As any other developing countries, Cambodia has to face with threats on Natural Resources. They are over-fishing, illegal fishing practices, increasing use of hazardous pesticides, and conversion of flooded forests, as well as swamp drainage for agriculture. (web. worldbank. org) There are also many foreign investment plans that can harm the forest in Cambodia. For example, from a leaked government document to press, Green Elite, a China company is found to exploit 300,000 hectares forest, far more than its previous plan (Reynold, 39).
Therefore, due to the possible harms on natural resources, World Bank has carried out many programs to help Cambodia in natural resources preservations in land, forest, and biodiversity such as Forest Concession Management and Control Pilot Project, Forest Concession Management and Control Pilot Project, and Biodiversity and Protected Area Project. (web. worldbank. org) Cambodia and China With the tremendous growing over last decade, China has increased its influence all over the world. As any other small countries, Cambodia also has to look with a guard against China.

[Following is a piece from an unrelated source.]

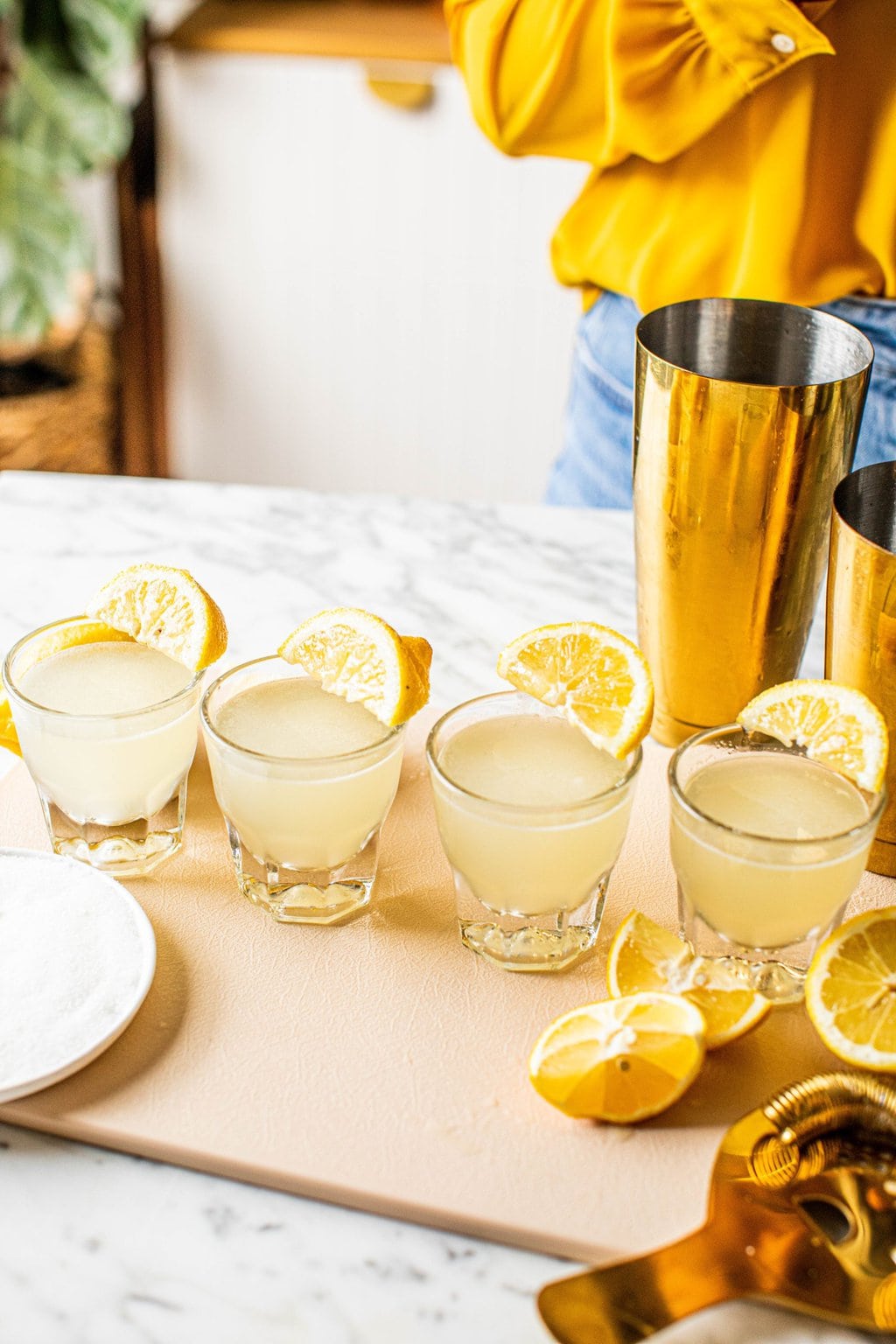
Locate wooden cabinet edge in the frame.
[160,0,452,65]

With China, Cambodia is such a potential market that Chinese exporter untapped while the total market share is just 1%. (Beijing Relation but At What Cost, 6) China can take advantage on the low rate of import tax and trade barriers in Cambodia to push their products to the Cambodia’s market and easily dominate it. Beside that, Cambodia is a country has large natural resources that attracted companies like Green Elite, as mention above, to exploit. In China’s thirsty of natural resources for the growing economy, Cambodia may become an aim in its exploitation policy.

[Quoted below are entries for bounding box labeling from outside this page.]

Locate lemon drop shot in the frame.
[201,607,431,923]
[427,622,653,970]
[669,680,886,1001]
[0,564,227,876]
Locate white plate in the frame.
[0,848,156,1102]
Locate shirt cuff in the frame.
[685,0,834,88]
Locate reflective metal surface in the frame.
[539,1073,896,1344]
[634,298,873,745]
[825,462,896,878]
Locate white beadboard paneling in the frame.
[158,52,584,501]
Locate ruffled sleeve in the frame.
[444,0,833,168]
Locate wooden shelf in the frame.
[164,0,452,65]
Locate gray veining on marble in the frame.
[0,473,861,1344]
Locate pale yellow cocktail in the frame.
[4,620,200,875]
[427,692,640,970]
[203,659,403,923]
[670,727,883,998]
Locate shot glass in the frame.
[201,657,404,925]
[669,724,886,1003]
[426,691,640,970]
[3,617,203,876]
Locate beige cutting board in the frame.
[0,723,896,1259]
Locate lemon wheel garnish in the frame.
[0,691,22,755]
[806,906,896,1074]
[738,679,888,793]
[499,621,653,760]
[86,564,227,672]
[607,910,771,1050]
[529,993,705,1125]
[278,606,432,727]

Cambodia and Global Financial Crisis 2008 Cambodia got significantly hurt from the Global Financial Crisis 2008. The GDP in 2008 was 6. 7 percent, put an end to a decade of two digits growth. The demand of the world decline make the garment, one of the most important patterns of Cambodia economy, fell down. IDB and IMF both estimate a negative growth for Cambodia in 2009 and 2010. However, in 2010 GDP of Cambodia recovered to 4. 1% and the estimate for 2011 is 5%. (Menon, 103) It is because some foreign market of Cambodia has recovered and the demand started to increase.
Beside that, the oil price reduce has taken out the pressure on inflation that appeared since 2008. In short, the crisis in Cambodia has been over. The Future As a transforming nation, Cambodia has got impressive success in growth through nearly one decade. The Global Financial Crisis has made GDP decline to negative but now it is over. A bright future is waiting for Cambodia: “Cambodia’s traditional lack of self-confidence about being in the shadow of the bordering economic powerhouses of China, Vietnam, and Thailand has begun to dissipate.

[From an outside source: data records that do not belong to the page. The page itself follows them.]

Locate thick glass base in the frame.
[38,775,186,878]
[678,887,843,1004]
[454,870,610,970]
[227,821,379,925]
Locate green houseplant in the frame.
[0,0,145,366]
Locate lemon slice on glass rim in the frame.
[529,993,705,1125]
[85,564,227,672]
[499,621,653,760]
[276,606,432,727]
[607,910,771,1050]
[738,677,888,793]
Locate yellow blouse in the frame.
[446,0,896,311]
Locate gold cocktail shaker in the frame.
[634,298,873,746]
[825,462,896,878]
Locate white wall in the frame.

Merchandise exports have boomed, led by a highly competitive apparel sector. Pay remains low in the garment factories, but wealth is being created, and it shows on the streets. Services have thrived, and tourism is taking off; transportation and travel revenues have almost tripled since 2000. Foreign banks are either establishing local outposts or showing an interest in doing so, reversing the tendency before Cambodia’s WTO accession to withdraw from the country. And the real estate market has taken off on the back of a healthy construction sector. (Sutherland, 127) Conclusion Overall, Cambodia is a nation with the transformationalist perpective that has been quite successful with an impressive growth during last decade. They actively join regional, global organization and also focus on building good relationship with their neighbors. However, they still have many difficulties with dollarization, natural resources management and the Beijing Consensus.
If they can go through all that, a bright future is waiting for their kingdom.